Background: The accomplishment of the various genome sequencing projects resulted in accumulation of massive amount of gene sequence information. This calls for a large-scale computational method for predicting protein localization from sequence. The protein localization can provide valuable information about its molecular function, as well as the biological pathway in which it participates. The prediction of localization of a protein at subnuclear level is a challenging task. In our previous work we proposed an SVM-based system using protein sequence information for this prediction task. In this work, we assess protein similarity with Gene Ontology (GO) and then improve the performance of the system by adding a module of nearest neighbor classifier using a similarity measure derived from the GO annotation terms for protein sequences.
Results: The performance of the new system proposed here was compared with our previous system using a set of proteins resided within 6 localizations collected from the Nuclear Protein Database (NPD). The overall MCC (accuracy) is elevated from 0.284 (50.0%) to 0.519 (66.5%) for single-localization proteins in leave-one-out cross-validation; and from 0.420 (65.2%) to 0.541 (65.2%) for an independent set of multi-localization proteins. The new system is available at http://array.bioengr.uic.edu/subnuclear.htm.

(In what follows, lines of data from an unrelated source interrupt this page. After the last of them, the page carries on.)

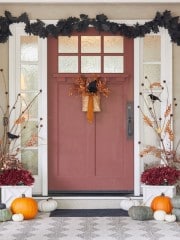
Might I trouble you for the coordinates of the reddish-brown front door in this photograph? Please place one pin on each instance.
(90, 156)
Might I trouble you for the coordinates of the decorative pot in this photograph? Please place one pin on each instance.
(9, 193)
(151, 191)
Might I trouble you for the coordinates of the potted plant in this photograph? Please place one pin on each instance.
(161, 159)
(15, 180)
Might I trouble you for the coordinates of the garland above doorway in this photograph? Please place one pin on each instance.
(101, 23)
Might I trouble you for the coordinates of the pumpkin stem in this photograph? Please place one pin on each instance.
(49, 199)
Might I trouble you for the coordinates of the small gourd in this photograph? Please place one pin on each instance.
(140, 213)
(176, 211)
(127, 203)
(159, 215)
(47, 205)
(2, 206)
(18, 217)
(162, 202)
(26, 206)
(175, 201)
(5, 215)
(170, 218)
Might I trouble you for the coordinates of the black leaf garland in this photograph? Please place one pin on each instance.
(67, 27)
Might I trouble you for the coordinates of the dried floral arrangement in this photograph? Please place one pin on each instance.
(90, 89)
(89, 86)
(165, 170)
(11, 167)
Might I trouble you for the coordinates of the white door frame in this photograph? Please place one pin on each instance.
(13, 69)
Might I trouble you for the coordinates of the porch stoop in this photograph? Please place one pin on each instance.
(88, 202)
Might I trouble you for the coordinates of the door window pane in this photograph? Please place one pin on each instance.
(113, 44)
(91, 44)
(68, 44)
(90, 64)
(68, 64)
(113, 64)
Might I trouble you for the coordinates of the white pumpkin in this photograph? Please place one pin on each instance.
(159, 215)
(47, 205)
(18, 217)
(170, 218)
(127, 203)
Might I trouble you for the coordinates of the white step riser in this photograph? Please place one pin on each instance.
(82, 203)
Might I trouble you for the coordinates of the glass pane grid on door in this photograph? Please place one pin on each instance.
(91, 54)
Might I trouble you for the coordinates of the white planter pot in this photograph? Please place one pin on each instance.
(151, 191)
(9, 193)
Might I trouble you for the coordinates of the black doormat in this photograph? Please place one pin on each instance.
(89, 213)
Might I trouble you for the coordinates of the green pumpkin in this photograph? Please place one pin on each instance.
(175, 202)
(5, 215)
(140, 213)
(176, 211)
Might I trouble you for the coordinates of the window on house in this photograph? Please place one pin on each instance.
(28, 89)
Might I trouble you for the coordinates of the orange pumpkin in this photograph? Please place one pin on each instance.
(26, 206)
(162, 202)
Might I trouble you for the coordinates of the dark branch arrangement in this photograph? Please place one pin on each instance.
(101, 23)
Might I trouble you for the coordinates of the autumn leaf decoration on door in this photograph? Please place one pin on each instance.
(90, 89)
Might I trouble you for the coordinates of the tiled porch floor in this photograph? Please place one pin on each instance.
(44, 227)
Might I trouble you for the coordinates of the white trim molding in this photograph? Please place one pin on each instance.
(90, 1)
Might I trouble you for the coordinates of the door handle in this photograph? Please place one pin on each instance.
(130, 120)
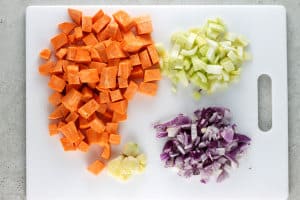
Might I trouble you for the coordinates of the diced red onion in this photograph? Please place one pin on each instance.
(205, 146)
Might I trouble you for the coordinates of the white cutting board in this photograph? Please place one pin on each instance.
(263, 172)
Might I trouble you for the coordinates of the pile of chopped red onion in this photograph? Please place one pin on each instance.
(207, 145)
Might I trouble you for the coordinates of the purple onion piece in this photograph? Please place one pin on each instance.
(203, 146)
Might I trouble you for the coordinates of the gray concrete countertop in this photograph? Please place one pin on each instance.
(12, 86)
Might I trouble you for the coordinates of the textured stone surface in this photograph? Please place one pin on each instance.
(12, 86)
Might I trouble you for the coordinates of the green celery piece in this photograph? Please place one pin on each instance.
(210, 54)
(187, 64)
(175, 51)
(190, 40)
(230, 36)
(203, 50)
(214, 69)
(197, 63)
(190, 52)
(196, 80)
(225, 75)
(200, 40)
(160, 50)
(182, 78)
(247, 56)
(212, 34)
(216, 27)
(202, 77)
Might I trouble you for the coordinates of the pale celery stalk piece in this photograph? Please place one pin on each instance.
(209, 57)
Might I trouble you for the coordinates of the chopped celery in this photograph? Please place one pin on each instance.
(214, 69)
(190, 52)
(208, 57)
(196, 95)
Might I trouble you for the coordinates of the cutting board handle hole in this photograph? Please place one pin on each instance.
(264, 88)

Conclusion: The prediction of protein subnuclear localizations can be largely influenced by various definitions of similarity for a pair of proteins based on different similarity measures of GO terms. Using the sum of similarity scores over the matched GO term pairs for two proteins as the similarity definition produced the best predictive outcome. Substantial improvement in predicting protein subnuclear localizations has been achieved by combining Gene Ontology with sequence information.